In the first place, the fact that the managing director is only the managing director of the Komplementär-GmbH in his person does not preclude his liability. The employment and board relationship of the managing director to the Komplementär-GmbH resulted in duties of protection which also included the KG so that the KG had a direct claim against the managing director (see above). Under section 43 para. 1 GmbHG, the latter must exercise the due care of a prudent businessman. Although he may delegate his tasks to third parties, he is nevertheless obliged in that case to select, instruct and monitor them carefully. The more likely the delegated task is to pose a risk, the more thorough this control must be (duty of control). In addition, the managing director must organize the company in such a way that violations of duties by persons to whom tasks have been delegated are prevented (organizational duty). The court stated, according to these standards, the managing director seriously violated his duties. In particular, the use of the banking authorization would have allowed the administrator unrestricted access to the company’s assets and was therefore so sensitive to abuse that regular checks would have been necessary. The tendency of this organization to be exposed to danger and the lack of supervision by the managing director had been impressively demonstrated by the embezzlements that had occurred over the years. Against this background, he would be in serious violation of his duties as managing director pursuant to section 43 para. 1 GmbHG, which is why the shareholders of the KG were not allowed to discharge the Komplementär-GmbH (and thus indirectly its managing director).

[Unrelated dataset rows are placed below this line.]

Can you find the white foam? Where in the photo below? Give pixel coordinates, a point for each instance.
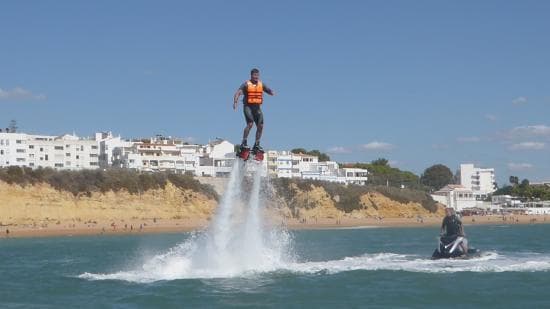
(490, 262)
(237, 243)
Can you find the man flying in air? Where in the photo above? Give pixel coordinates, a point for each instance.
(252, 91)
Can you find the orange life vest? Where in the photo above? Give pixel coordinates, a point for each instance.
(254, 92)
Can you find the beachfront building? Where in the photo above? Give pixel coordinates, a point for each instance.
(216, 159)
(356, 176)
(457, 197)
(285, 164)
(158, 154)
(161, 154)
(480, 180)
(66, 152)
(107, 144)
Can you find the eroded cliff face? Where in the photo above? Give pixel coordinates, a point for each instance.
(317, 203)
(41, 202)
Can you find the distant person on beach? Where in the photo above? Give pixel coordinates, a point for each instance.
(252, 91)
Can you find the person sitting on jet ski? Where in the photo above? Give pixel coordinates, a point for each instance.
(452, 228)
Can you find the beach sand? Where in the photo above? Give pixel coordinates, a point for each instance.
(121, 227)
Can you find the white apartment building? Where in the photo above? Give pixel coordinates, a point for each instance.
(169, 154)
(157, 155)
(108, 155)
(67, 152)
(356, 176)
(285, 164)
(455, 196)
(216, 159)
(480, 180)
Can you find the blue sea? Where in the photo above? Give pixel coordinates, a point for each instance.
(343, 268)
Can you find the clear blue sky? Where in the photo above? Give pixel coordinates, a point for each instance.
(417, 82)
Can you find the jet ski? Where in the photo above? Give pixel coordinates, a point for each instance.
(453, 246)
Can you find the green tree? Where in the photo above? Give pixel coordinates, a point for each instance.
(437, 176)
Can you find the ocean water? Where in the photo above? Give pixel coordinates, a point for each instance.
(353, 268)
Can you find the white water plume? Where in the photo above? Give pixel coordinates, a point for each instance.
(237, 241)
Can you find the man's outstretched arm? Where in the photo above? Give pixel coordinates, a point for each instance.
(236, 98)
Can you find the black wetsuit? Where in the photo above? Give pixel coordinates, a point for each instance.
(452, 225)
(253, 112)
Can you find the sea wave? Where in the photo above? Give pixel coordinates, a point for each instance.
(172, 267)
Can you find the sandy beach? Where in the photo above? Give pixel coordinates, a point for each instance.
(122, 227)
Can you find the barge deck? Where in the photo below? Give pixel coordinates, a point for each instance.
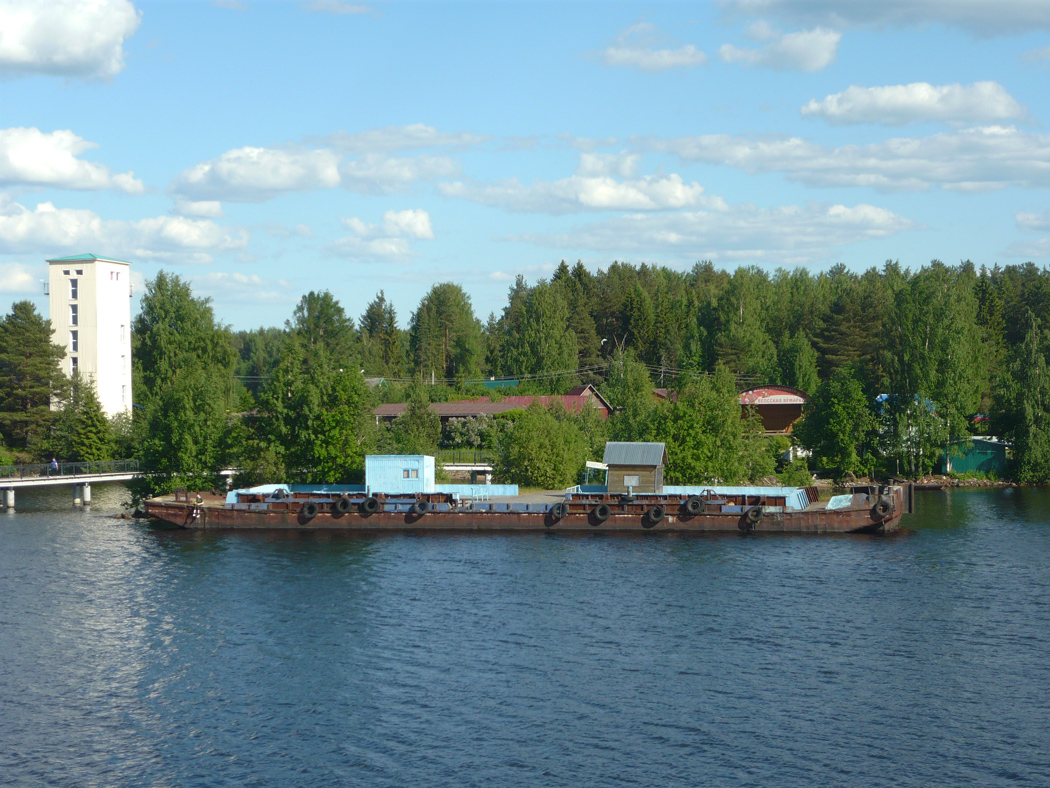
(870, 510)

IV. Outlook and consequences for the practice

The judgment clarifies the conditions under which the shareholders are restricted in their discretion in the context of the resolution on the discharge of a managing director and thus fortunately creates a certain degree of legal clarity. On the other hand, the long-standing dispute as to whether the discretion of the shareholders is generally limited if violations of duty giving rise to damages are known remains unaddressed. In any case, the judgment entails a further devaluation of the legal institution of the discharge of a managing director and thus a further restriction of the autonomy of shareholders within their scope of passing resolutions. In addition, the judgment once again underlines that, in the view of the managing director, it is advisable to obtain the consent of all shareholders in advance for particularly sensitive decisions. The appeal is currently pending, so it remains to be seen whether the Federal Court of Justice will agree with the legal opinion of the Frankfurt Higher Regional Court on this issue.